I don’t want to engage with this jackass. No one really does. For the most part, people have spent the last 50 years looking at Robert Kennedy Jr., or deliberately not looking at Robert Kennedy Jr., with poorly disguised pity. Some of that is for the obvious losses his family has endured. Much of it is because he’s so obviously not just the junior Kennedy, but the lesser Kennedy.
But hell, let’s spend a little time giving him some of that attention he so clearly craves.
Kennedy is well aware that he’s long been considered the family member everyone wants to forget. He’s not the moral voice of the nation, quoting ancient Greek poetry in an effort to soothe America’s broken heart. He’s not the king of a new Camelot, leading an age of hope tragically cut short. He’s not the “lion of the Senate,” defending progressive values across decades. He’s the Kennedy most likely to embarrass the family twice before breakfast.
He’s not so much the family black sheep as he is that guy at the airport trying to give you a flier on why we should “nuke the whales.” He’s the 9/11 Truther who shows up uninvited at your dinner party to talk about why jet fuel isn’t hot enough to break concrete. He’s a full-time amateur asshat turned professional agent of chaos thanks to an investment by Republicans.

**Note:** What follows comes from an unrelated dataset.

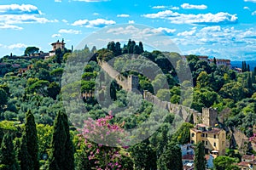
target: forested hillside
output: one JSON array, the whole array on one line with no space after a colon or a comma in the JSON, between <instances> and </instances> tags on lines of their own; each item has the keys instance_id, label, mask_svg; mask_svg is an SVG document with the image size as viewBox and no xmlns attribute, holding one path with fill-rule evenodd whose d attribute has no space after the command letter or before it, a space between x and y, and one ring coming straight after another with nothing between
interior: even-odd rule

As it turns out, Republicans scribbling his name onto forms that make it seem that there’s something remotely legitimate about his “run for the White House” was like tossing jumper cables into this cesspool of scam artistry and self-loathing. The difficulty of sustaining this joke as more than a one-day wonder is exactly why his rhetoric keeps rising in both anger and absurdity.

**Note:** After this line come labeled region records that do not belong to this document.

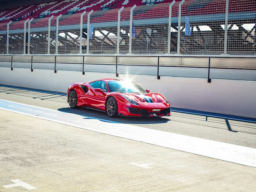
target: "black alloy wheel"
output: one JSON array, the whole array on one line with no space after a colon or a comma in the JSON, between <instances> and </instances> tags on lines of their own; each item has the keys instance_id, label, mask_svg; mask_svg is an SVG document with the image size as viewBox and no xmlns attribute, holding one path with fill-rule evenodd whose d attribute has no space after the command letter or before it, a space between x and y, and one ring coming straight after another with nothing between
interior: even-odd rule
<instances>
[{"instance_id":1,"label":"black alloy wheel","mask_svg":"<svg viewBox=\"0 0 256 192\"><path fill-rule=\"evenodd\" d=\"M68 104L73 109L77 108L76 105L77 104L77 95L74 90L71 90L68 93Z\"/></svg>"},{"instance_id":2,"label":"black alloy wheel","mask_svg":"<svg viewBox=\"0 0 256 192\"><path fill-rule=\"evenodd\" d=\"M111 117L116 117L117 115L117 102L112 96L109 98L107 101L106 110L108 115Z\"/></svg>"}]
</instances>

His proclamations are pitched to generate the same levels of discomfort as a mosquito hovering around your ear. Taking a lesson from Donald Trump, Kennedy’s statements are riddled with such obvious mistakes, such heavy lacings of bunk, folly, trash, and drivel, that you can’t help but to want to rush to your keyboard and pound out a correction.
Don’t. Just don’t.
Don't presume there's something wrong with his intellect. If there’s a missing chunk of his brain, it’s not the part that allows him to understand that pollution can’t be solved by polluting more. He knows he's lying. He knows that if he lies loudly enough, obviously enough, vilely enough, people will rise up and attempt to correct him
His failing isn’t in memory or logic. It’s ethics.
Maybe time spent in the shadow of all those family members fondly recalled for their empathy, understanding, and love for both people and knowledge was just too much for him. Maybe he’s on year 56 of his teenage rebellion. It really doesn’t matter.
What matters is that he craves engagement. Because any level of engagement requires that his basic theme—science as a cabal that must be defeated—gets air time. Right now Republicans are patting themselves on the back about what a good investment they've made in this slime bucket, but there has never been a better time than this to recall some of the wisest words ever written on the internet: Don’t. Feed. The. Troll.
Kennedy doesn't deserve pity. He doesn't deserve engagement. He deserves disdain.